14. Jahrgang | Nummer 23 | 14. November 2011

Antworten

Michael Sommer, Obergewerkschafter – Da hat man Sie also zum Jagen getragen, denn nur dank des Protestes in Ihren gewerkschaftlichen Reihen verzichten Sie nun darauf, beratendes Mitglied im SPD-Parteivorstand zu werden. Nicht, dass die Sozis gewerkschaftlichen Einfluss nicht gebrauchen könnten, bewahre. Aber wollten sie mehr davon, könnten sie ihn auch von außerhalb des Parteigefüges in sich aufnehmen. Dass an dem, der in den Kreidekreis hineintritt zumindest von zwei Seiten herumgezerrt wird, um ihn sich zu Besitz und Untertan machen, hätten Sie bei Ihrer politischen Erfahrung eigentlich auch ohne das Zurückpfeifen durch Ihre Mitglieder begriffen haben können. Oder können auch Sie nicht genug bekommen von Macht und Bedeutung?

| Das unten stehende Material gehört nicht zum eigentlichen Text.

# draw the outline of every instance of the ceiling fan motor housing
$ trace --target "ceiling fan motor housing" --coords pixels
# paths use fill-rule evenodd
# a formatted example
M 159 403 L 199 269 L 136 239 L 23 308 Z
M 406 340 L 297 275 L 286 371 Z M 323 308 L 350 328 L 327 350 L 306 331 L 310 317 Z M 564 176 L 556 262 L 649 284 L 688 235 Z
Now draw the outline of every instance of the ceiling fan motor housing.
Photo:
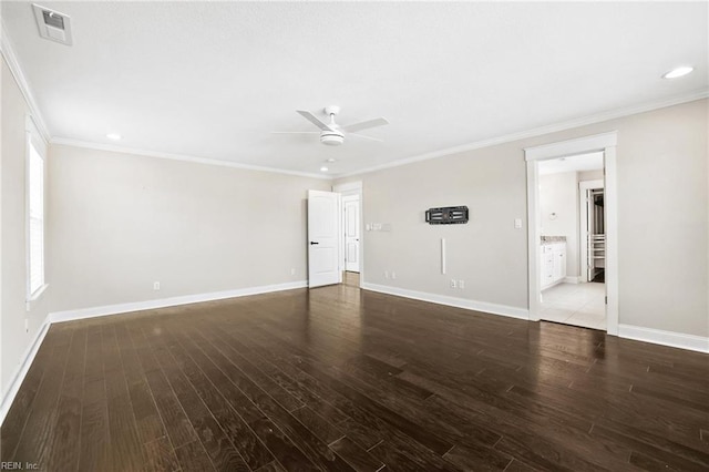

Harald Jähner, Demokratie-Engagierter „ Die Occupy-Bewegung (…) kämpft dafür, den Kapitalismus vor dem Kapital zu retten. Damit wäre der Demokratie sehr geholfen“, schreiben Sie in einem engagierten Text mit der Konklusion, dass die Demokratie im Kampf der Politik mit der Wirtschaft noch nicht am Ende ist. Abgesehen davon, dass wir diese Hoffnung teilen – wenn möglicherweise auch mit weniger Optimismus als Sie – versuchen wir uns nun per Analogie vorzustellen, wie es gehen soll, das Fernsehen vor seinen Sendern zu retten …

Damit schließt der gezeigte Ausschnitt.